First of all, to visit a medical fertility specialist you will need a referral from your GP. You should ideally request that the referral be for both you and your partner so you can both be treated if necessary.

Medical History

Your specialist will first of all need to review your medical history as well as your partners, including issues such as

  • chronic illness
  • prior surgeries
  • medications
  • birth control methods
  • history of STD’s
  • have you ever been pregnant before
  • are your periods regular
  • any changes in your cycle
  • Body Mass Index (BMI)
  • exercise patterns
  • caffeine, alcohol, tobacco or illegal drug use

Tests

Every couple is different and will present with their own set of unique circumstances. Therefore there is no ideal test, or set of tests for all couples. Outlined here are some of the tests your specialist may recommend depending on your particular presentation.

Women

Basic testing

Depending on the level of testing your GP has already conducted your specialist will most likely organise some basic tests. These may include some or all of the following

Pelvic examination

Your specialist will most likely perform a pelvic examination, this involves

  • lying on your back on an examination table with your abdomen exposed
  • your specialist will manually feel your organs from the outside to assess size, shape and position
  • you will then be asked to bend your knees or place your feet in stirrups
  • a speculum is placed into the vagina to widen the opening and enable the cervix to be seen
  • Pap smear may be performed at this time along with a sample of fluid to test for any potential infection
  • A bimanual exam may also be performed where your specialist inserts two fingers into the vagina whilst using the other hand to feel above the area being felt inside to better assess the size and shape of your reproductive organs

 

General Pathology

  • Rubella immunity (German measles)
  • Hepatitis B and C immunity
  • HIV check
  • Full blood count to assess your blood group and thyroid status

 

Transvaginal Ultrasound

Unlike a regular ultrasound through the abdomen, a transvaginal ultrasound is performed by inserting an ultrasound wand into the vagina.
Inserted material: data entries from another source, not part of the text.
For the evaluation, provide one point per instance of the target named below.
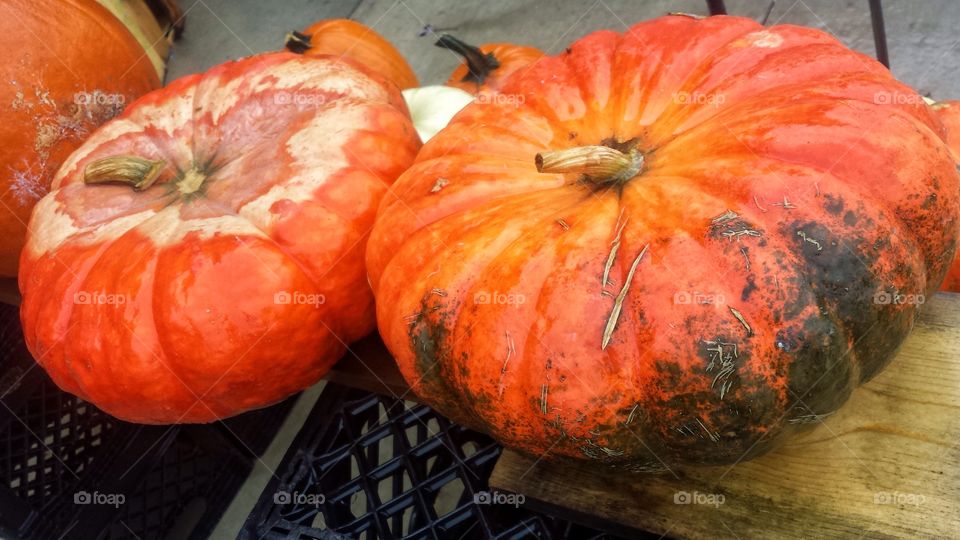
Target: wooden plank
(886, 465)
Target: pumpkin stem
(607, 165)
(135, 171)
(297, 42)
(479, 65)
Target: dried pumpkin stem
(297, 42)
(140, 173)
(602, 162)
(479, 65)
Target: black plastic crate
(369, 466)
(56, 451)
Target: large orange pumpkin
(202, 254)
(70, 66)
(485, 69)
(355, 41)
(949, 113)
(729, 234)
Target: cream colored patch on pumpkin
(317, 152)
(52, 227)
(765, 39)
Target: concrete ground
(922, 40)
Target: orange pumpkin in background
(203, 254)
(486, 68)
(70, 66)
(681, 246)
(358, 42)
(949, 113)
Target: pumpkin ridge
(653, 84)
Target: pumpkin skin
(357, 42)
(485, 69)
(949, 113)
(84, 48)
(758, 245)
(168, 305)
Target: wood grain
(887, 465)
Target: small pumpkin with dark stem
(202, 254)
(488, 67)
(70, 66)
(358, 42)
(681, 247)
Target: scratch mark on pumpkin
(651, 467)
(503, 370)
(786, 205)
(713, 436)
(724, 354)
(633, 413)
(724, 217)
(614, 247)
(618, 303)
(732, 232)
(439, 184)
(756, 202)
(809, 418)
(813, 241)
(611, 452)
(740, 318)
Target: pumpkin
(949, 113)
(685, 244)
(71, 66)
(485, 69)
(355, 41)
(432, 107)
(202, 254)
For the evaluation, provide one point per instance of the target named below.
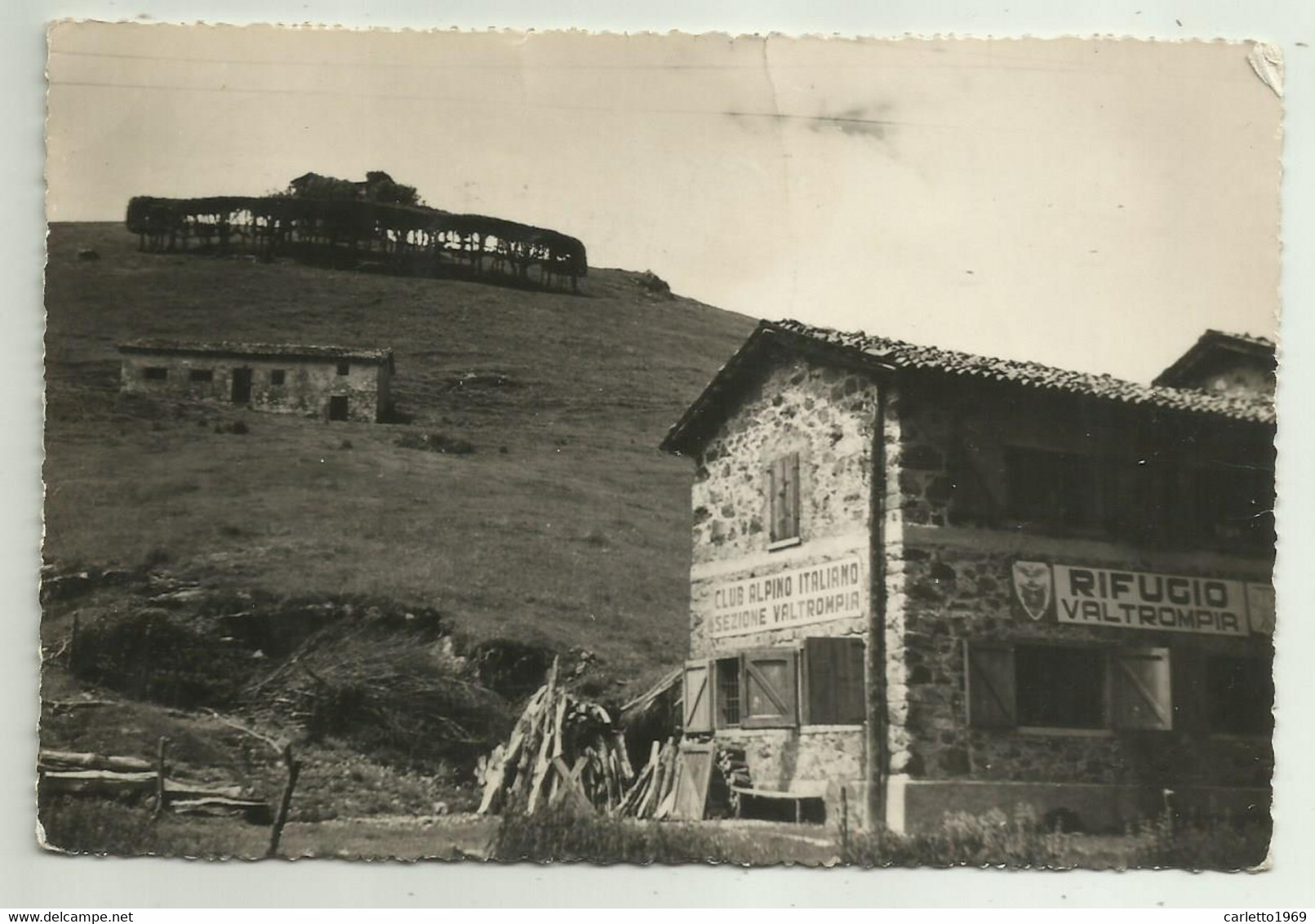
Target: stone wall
(307, 387)
(828, 415)
(951, 583)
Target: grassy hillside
(566, 527)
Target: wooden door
(242, 387)
(338, 407)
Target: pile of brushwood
(568, 752)
(562, 749)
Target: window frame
(720, 706)
(1006, 713)
(800, 714)
(1082, 516)
(807, 684)
(784, 501)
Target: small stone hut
(926, 581)
(331, 383)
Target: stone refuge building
(331, 383)
(934, 581)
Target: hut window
(1051, 488)
(1233, 504)
(833, 681)
(768, 687)
(1055, 686)
(1240, 695)
(1059, 687)
(727, 691)
(783, 492)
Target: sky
(1088, 204)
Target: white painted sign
(796, 597)
(1260, 607)
(1159, 602)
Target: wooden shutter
(768, 685)
(990, 686)
(697, 697)
(783, 489)
(834, 681)
(1139, 689)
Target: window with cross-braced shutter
(768, 682)
(1139, 689)
(833, 681)
(990, 686)
(783, 492)
(697, 698)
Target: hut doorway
(242, 387)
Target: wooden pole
(73, 647)
(161, 773)
(282, 818)
(845, 824)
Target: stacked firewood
(654, 793)
(561, 749)
(734, 769)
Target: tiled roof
(1215, 344)
(889, 353)
(258, 350)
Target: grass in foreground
(964, 840)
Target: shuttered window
(726, 689)
(833, 681)
(1059, 686)
(990, 686)
(768, 689)
(783, 491)
(1139, 689)
(697, 697)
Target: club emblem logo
(1034, 588)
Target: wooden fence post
(282, 818)
(161, 773)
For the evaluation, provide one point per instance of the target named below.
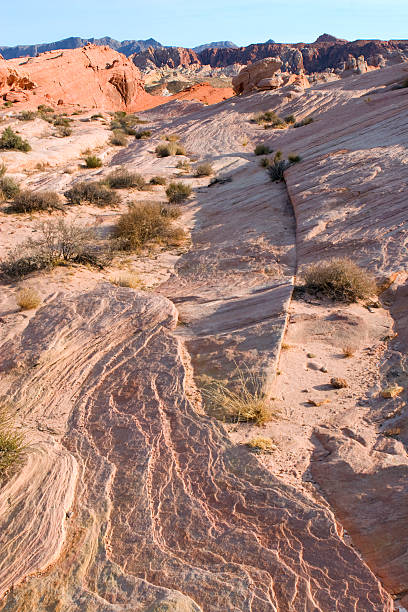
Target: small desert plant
(94, 192)
(262, 149)
(129, 279)
(172, 148)
(294, 159)
(27, 116)
(340, 279)
(145, 222)
(11, 443)
(204, 170)
(58, 243)
(305, 121)
(143, 134)
(178, 192)
(92, 161)
(12, 141)
(261, 445)
(123, 179)
(118, 139)
(36, 201)
(28, 298)
(242, 400)
(158, 180)
(9, 188)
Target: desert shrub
(123, 179)
(142, 134)
(9, 188)
(92, 161)
(27, 116)
(118, 139)
(172, 148)
(303, 122)
(94, 192)
(145, 222)
(294, 159)
(58, 243)
(28, 298)
(262, 149)
(11, 140)
(243, 399)
(178, 192)
(340, 279)
(125, 123)
(11, 444)
(184, 165)
(204, 170)
(158, 180)
(36, 201)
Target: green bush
(262, 149)
(11, 140)
(158, 180)
(204, 170)
(178, 192)
(9, 188)
(36, 201)
(92, 161)
(146, 222)
(92, 192)
(142, 134)
(123, 179)
(303, 122)
(339, 279)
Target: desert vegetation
(340, 279)
(10, 140)
(146, 222)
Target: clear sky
(189, 23)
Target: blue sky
(189, 23)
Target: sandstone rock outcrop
(166, 508)
(93, 76)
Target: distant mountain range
(127, 47)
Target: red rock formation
(92, 76)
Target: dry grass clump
(118, 139)
(94, 192)
(171, 148)
(123, 179)
(9, 188)
(58, 243)
(341, 279)
(11, 444)
(146, 222)
(158, 180)
(28, 298)
(305, 121)
(178, 192)
(143, 134)
(204, 170)
(262, 149)
(92, 161)
(242, 400)
(130, 280)
(36, 201)
(9, 140)
(261, 445)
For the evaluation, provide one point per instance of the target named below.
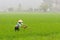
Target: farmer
(19, 24)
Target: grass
(41, 26)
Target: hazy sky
(14, 3)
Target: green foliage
(44, 6)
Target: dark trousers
(16, 28)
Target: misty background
(30, 5)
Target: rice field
(41, 26)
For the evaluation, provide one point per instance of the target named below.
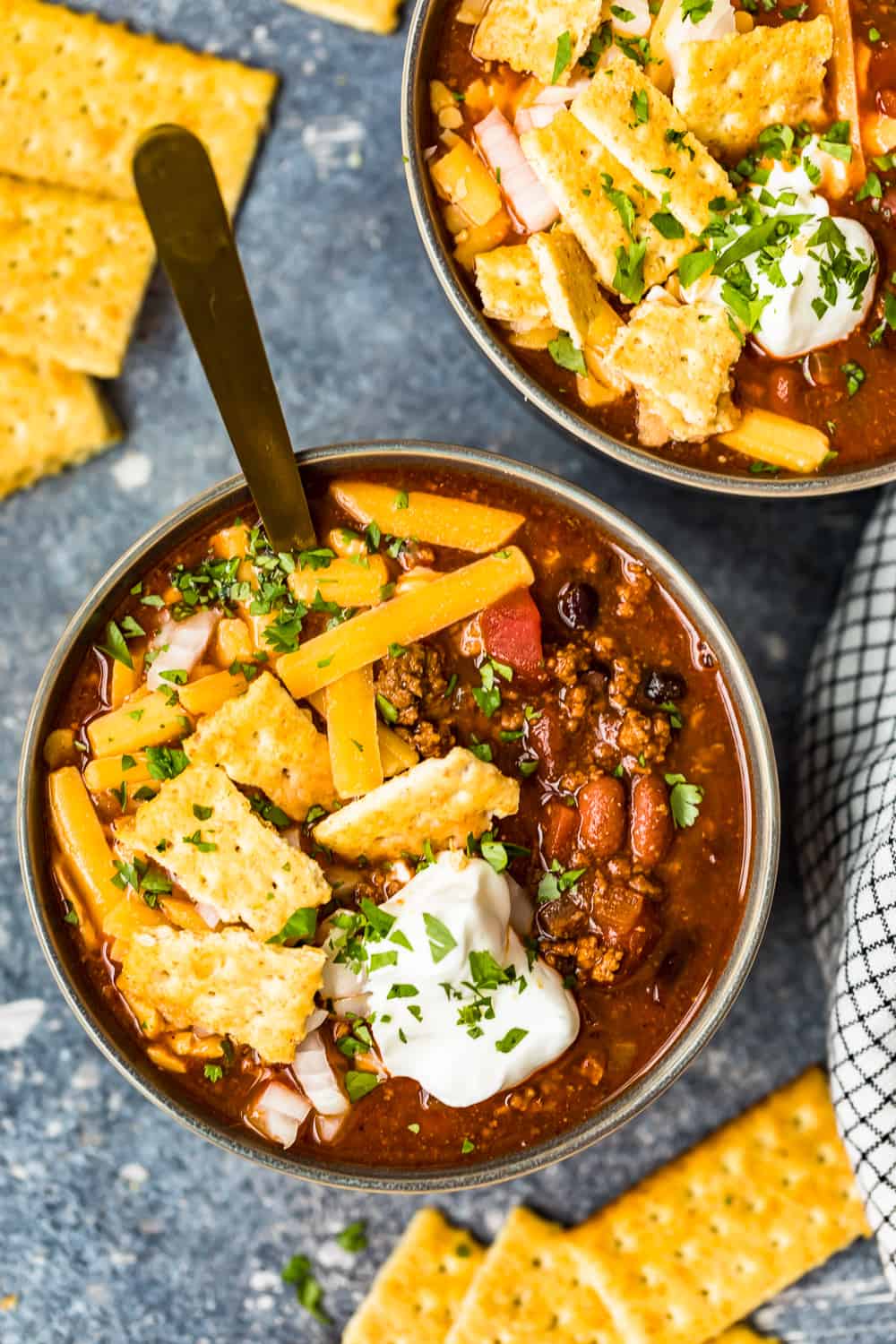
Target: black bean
(578, 607)
(664, 687)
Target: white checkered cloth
(847, 839)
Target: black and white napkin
(847, 838)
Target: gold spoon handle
(182, 201)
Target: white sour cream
(806, 306)
(450, 910)
(719, 22)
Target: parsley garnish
(563, 56)
(684, 800)
(511, 1040)
(308, 1290)
(300, 926)
(354, 1238)
(441, 938)
(567, 355)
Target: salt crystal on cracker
(263, 739)
(731, 89)
(509, 285)
(530, 1289)
(74, 271)
(678, 357)
(440, 800)
(78, 93)
(659, 152)
(50, 418)
(249, 874)
(419, 1289)
(708, 1238)
(527, 32)
(225, 983)
(575, 168)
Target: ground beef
(645, 736)
(414, 683)
(633, 591)
(590, 957)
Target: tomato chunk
(512, 633)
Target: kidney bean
(559, 831)
(602, 804)
(651, 825)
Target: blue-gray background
(115, 1223)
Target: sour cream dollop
(815, 287)
(454, 999)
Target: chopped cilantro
(684, 800)
(308, 1290)
(441, 938)
(511, 1040)
(300, 926)
(563, 56)
(567, 355)
(354, 1238)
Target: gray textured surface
(115, 1225)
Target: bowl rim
(476, 325)
(126, 1056)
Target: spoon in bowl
(188, 220)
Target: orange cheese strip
(82, 843)
(429, 518)
(210, 693)
(780, 441)
(147, 722)
(351, 733)
(403, 620)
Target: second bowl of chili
(745, 343)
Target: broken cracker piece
(266, 741)
(50, 418)
(370, 15)
(731, 89)
(530, 1289)
(568, 282)
(419, 1289)
(728, 1225)
(575, 168)
(527, 35)
(74, 271)
(230, 859)
(78, 93)
(659, 152)
(509, 285)
(225, 983)
(441, 801)
(678, 358)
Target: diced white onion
(316, 1077)
(182, 644)
(521, 188)
(280, 1112)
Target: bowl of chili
(786, 382)
(603, 718)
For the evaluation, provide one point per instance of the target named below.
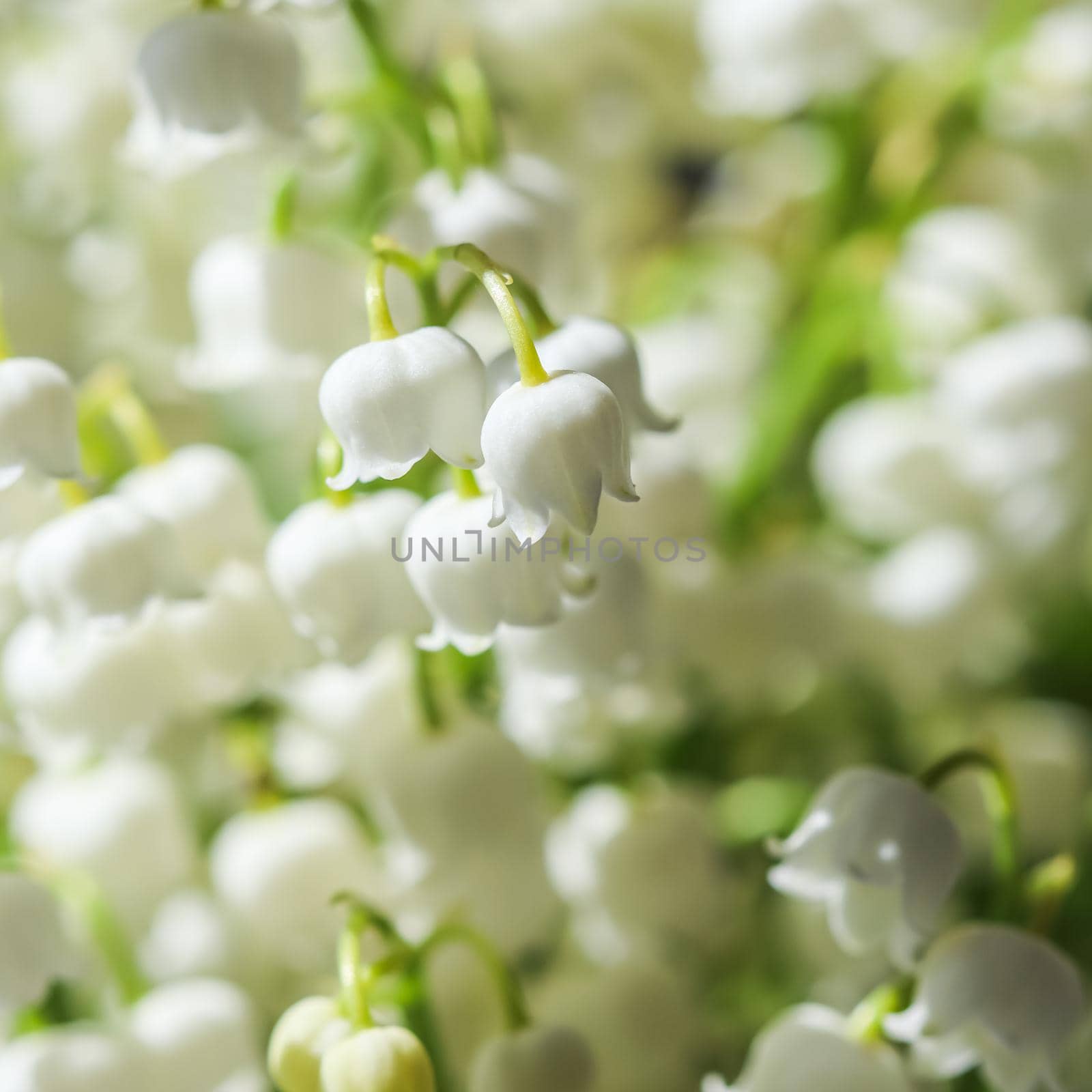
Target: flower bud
(483, 579)
(210, 82)
(538, 1059)
(333, 568)
(992, 996)
(378, 1059)
(388, 402)
(556, 448)
(594, 347)
(302, 1037)
(38, 420)
(880, 853)
(811, 1046)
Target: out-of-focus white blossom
(882, 857)
(199, 1035)
(992, 996)
(106, 560)
(556, 448)
(538, 1059)
(484, 580)
(378, 1059)
(334, 568)
(34, 949)
(276, 872)
(813, 1046)
(38, 420)
(389, 402)
(212, 82)
(268, 309)
(120, 822)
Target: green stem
(496, 282)
(426, 695)
(504, 977)
(380, 324)
(467, 487)
(1001, 799)
(866, 1020)
(541, 321)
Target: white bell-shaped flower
(276, 872)
(389, 402)
(212, 82)
(556, 447)
(811, 1046)
(205, 495)
(302, 1037)
(378, 1059)
(334, 568)
(595, 347)
(78, 691)
(120, 822)
(269, 311)
(199, 1035)
(106, 558)
(34, 950)
(538, 1059)
(38, 420)
(880, 853)
(993, 996)
(76, 1059)
(482, 579)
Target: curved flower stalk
(882, 857)
(594, 347)
(485, 577)
(390, 401)
(212, 82)
(38, 420)
(995, 997)
(813, 1046)
(333, 568)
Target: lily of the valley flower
(105, 558)
(879, 852)
(483, 579)
(992, 996)
(333, 567)
(811, 1046)
(302, 1037)
(388, 402)
(595, 347)
(38, 420)
(538, 1059)
(34, 950)
(556, 447)
(378, 1059)
(211, 82)
(267, 309)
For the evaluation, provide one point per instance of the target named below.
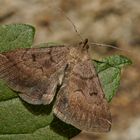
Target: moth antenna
(110, 46)
(72, 23)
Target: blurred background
(115, 22)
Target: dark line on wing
(84, 78)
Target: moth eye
(93, 93)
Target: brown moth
(36, 73)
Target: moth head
(80, 51)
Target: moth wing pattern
(34, 72)
(81, 100)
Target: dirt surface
(115, 22)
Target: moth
(38, 74)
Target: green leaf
(109, 71)
(19, 120)
(16, 36)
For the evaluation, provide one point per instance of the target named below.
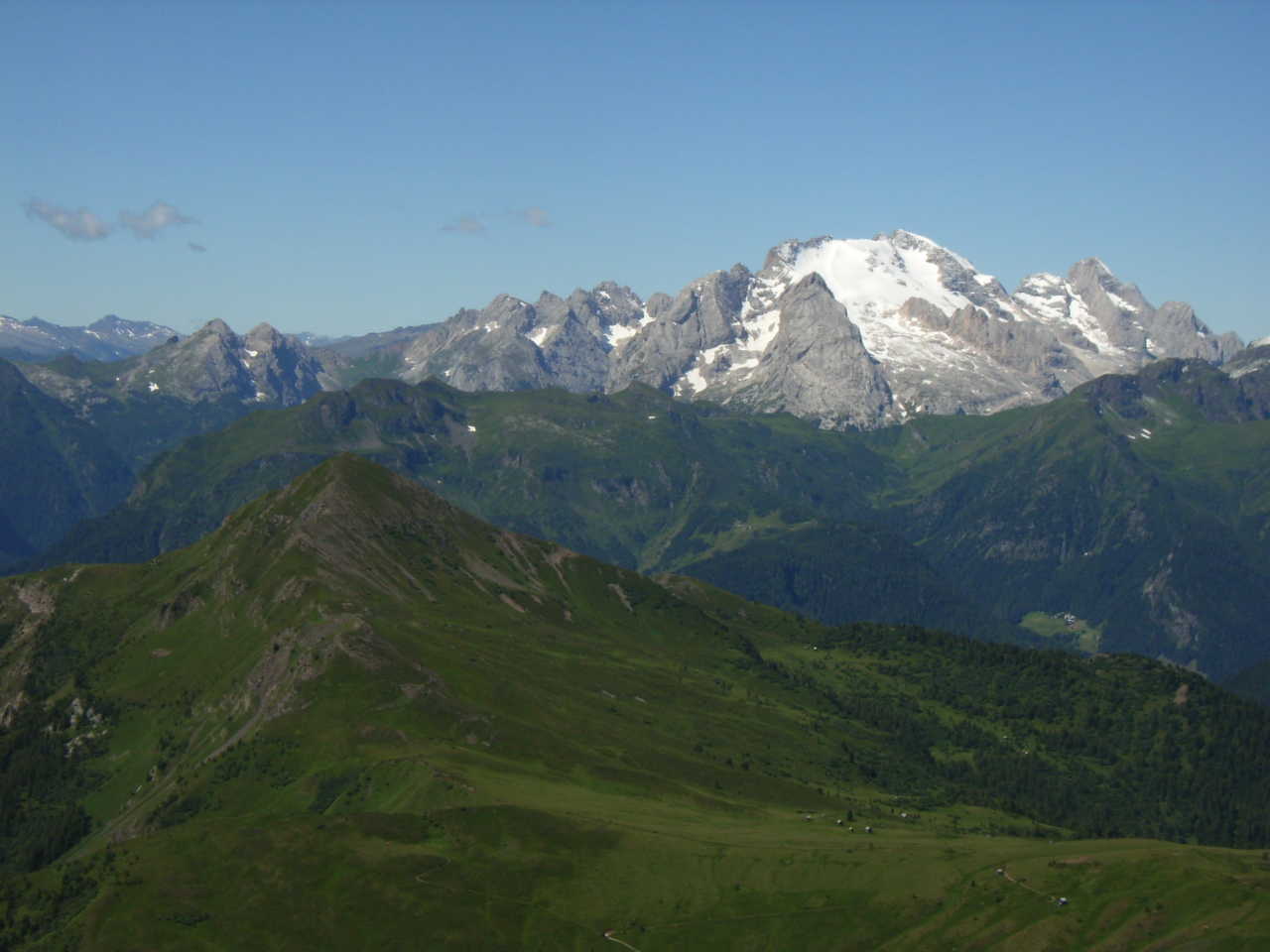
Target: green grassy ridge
(1157, 540)
(642, 763)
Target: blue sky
(354, 167)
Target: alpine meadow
(457, 494)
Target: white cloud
(154, 220)
(80, 225)
(466, 225)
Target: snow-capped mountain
(211, 365)
(108, 339)
(851, 333)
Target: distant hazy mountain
(1138, 504)
(855, 333)
(211, 365)
(108, 339)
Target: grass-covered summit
(356, 716)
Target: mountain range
(1135, 504)
(846, 333)
(108, 339)
(717, 621)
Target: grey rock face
(915, 327)
(213, 363)
(817, 366)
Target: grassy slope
(420, 761)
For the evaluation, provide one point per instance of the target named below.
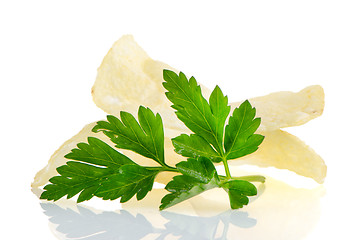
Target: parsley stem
(226, 166)
(250, 178)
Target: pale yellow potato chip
(287, 109)
(128, 77)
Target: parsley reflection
(82, 223)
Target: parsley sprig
(97, 169)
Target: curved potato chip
(285, 151)
(128, 78)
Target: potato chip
(287, 109)
(285, 151)
(128, 78)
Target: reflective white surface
(277, 213)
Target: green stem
(227, 170)
(251, 178)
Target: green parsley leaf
(198, 175)
(194, 110)
(96, 169)
(95, 163)
(238, 191)
(194, 146)
(240, 139)
(145, 138)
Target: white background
(50, 51)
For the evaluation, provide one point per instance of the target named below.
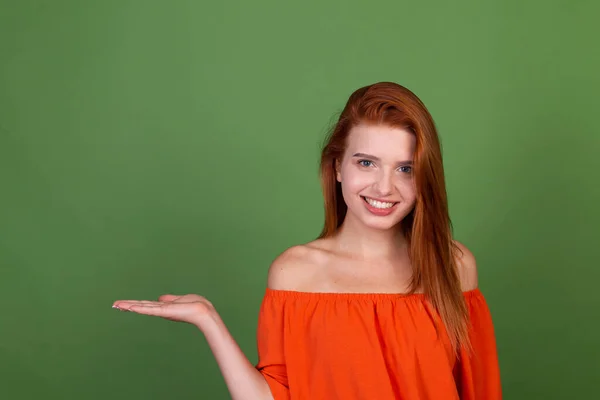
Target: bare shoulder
(467, 267)
(294, 268)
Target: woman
(384, 304)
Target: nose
(384, 184)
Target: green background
(151, 147)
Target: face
(376, 175)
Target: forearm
(243, 380)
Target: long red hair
(427, 228)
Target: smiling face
(376, 175)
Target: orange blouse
(378, 346)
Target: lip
(381, 212)
(381, 200)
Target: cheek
(355, 182)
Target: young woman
(384, 304)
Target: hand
(190, 308)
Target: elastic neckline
(355, 295)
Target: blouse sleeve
(478, 372)
(271, 358)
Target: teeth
(379, 204)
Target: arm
(243, 380)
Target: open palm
(190, 308)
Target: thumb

Using this tool your specialist can view images of your cervix, uterus and ovaries and diagnose any abnormalities, which may be affecting your fertility including cysts, fibroids and size of your ovaries. A transvaginal ultrasound may be performed in your specialist’s rooms during your first or follow up appointments. It is also commonly used to confirm a pregnancy.

 

Ultrasound

Your specialist may request an ultrasound to assess the health of your reproductive organs. Ultrasounds are generally performed by an ultrasound specialists. Results are then sent back to your fertility specialist for review. An ultrasound is non-invasive and performed by running an ultrasound scanning machine over your abdomen to view your internal organs. An ultrasound allows your specialist to see any abnormalities such as fibroids, polyps and cysts as well as the size and health of your ovaries. Ultrasounds are also routinely performed to confirm healthy growth during pregnancy.

 

Progesterone level test

A progesterone level test is a blood test your specialist may request to confirm whether you are ovulating. As discussed earlier in this book, your progesterone levels rise after ovulation during your luteal phase, generally peaking between five to nine days after ovulation. Your specialist will generally recommend having the blood test during this period, most commonly on day 21 if your cycle is a normal 26 – 30 days. If ovulation has not occurred, your progesterone levels will not be elevated. This indicates to your specialist that you are not ovulating. Another test will most likely be ordered to confirm the result the following month. If ovulation has occurred your blood test will show elevated progesterone levels. If the egg that has been release is not fertilised, your progesterone levels will drop back down again before the next menstrual cycle commences. If the egg has been fertilised then your progesterone levels will remain high (and congratulations you’re pregnant!). This test is also commonly used when taking Clomid, to confirm that the medication is successfully stimulating ovulation.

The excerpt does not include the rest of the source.